O peso de um Mastinho dos Pirineus adulto oscila habitualmente entre 60 e 90 kg, o que o coloca entre as raças mais robustas que existem.
Qual é a sua altura?
O padrão fixa uma altura mínima na cruz de 77 cm nos machos e 72 cm nas fêmeas, sem limite superior.
É um cão agressivo ou perigoso?
Não por natureza. O Mastinho dos Pirenéus é um guardião nobre e equilibrado que dissuade com sua presença mais do que com a agressão. Bem socializado desde filhote, é reservado com estranhos, mas afetuoso e protetor com sua família. Seu tamanho, porém, obriga a uma educação séria e responsável.
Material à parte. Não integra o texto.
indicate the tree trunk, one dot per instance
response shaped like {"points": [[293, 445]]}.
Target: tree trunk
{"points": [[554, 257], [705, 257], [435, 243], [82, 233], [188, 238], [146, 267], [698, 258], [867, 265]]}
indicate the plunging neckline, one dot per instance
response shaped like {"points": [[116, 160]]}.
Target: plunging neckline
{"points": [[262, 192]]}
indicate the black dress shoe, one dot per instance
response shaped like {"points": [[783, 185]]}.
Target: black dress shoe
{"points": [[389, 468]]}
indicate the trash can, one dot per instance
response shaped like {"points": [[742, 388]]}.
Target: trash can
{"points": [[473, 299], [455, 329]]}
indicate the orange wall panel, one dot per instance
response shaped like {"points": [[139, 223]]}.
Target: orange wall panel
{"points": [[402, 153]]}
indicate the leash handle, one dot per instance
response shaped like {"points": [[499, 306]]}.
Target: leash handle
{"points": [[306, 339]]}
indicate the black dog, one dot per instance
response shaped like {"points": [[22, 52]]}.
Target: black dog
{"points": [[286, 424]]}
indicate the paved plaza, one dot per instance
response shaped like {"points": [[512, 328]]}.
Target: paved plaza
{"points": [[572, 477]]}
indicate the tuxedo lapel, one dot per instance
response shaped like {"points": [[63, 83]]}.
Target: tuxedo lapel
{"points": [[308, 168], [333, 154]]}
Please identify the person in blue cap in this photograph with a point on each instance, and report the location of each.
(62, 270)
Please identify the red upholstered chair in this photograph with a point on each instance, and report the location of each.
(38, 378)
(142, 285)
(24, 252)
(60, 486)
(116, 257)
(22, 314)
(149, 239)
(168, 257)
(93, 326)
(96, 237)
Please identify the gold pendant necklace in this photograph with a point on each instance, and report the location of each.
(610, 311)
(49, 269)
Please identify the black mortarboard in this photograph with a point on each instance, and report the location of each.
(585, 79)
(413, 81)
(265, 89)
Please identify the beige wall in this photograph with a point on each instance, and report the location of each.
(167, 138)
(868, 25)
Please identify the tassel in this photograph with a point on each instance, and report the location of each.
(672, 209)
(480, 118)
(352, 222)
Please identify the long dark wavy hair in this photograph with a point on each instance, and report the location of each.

Você se dá bem com as crianças?
Sim, costuma ser muito paciente e protetor com as crianças da família. A única precaução real é o seu tamanho: um cão tão grande pode involuntariamente arrastar uma criança pequena, por isso o convívio deve ser sempre supervisionado.
Pode viver num apartamento?
Não é o ideal. É um cão gigante e guarda-redes que se sente muito mais confortável numa casa com terreno cercado onde possa patrulhar. Em uma casa ampla com passeios diários pode adaptar-se, mas um apartamento pequeno na cidade vai contra a sua natureza.
Quanto tempo vive um Mastinho dos Pirenéus?
A sua expectativa de vida é de cerca de 10 a 12 anos, um pouco inferior à dos cães médios, como acontece na maioria das raças gigantes.
Larga muito cabelo?
Sim. Tem uma camada densa de comprimento médio e muito cabelo solto, especialmente durante as mudas de primavera e outono. Precisa de uma escovação de duas ou três vezes por semana, que deve ser intensificada na época de muda.
Como é que é diferente dos Montes dos Pirenéus?
São duas raças diferentes. O Mastinho do Pirineu é um guarda molusco de origem aragonesa, branco com máscara escura e manchas. O Montanho do Pirineu (Gran Pirineu) é de origem franco-espanhola e de capa maioritariamente branca.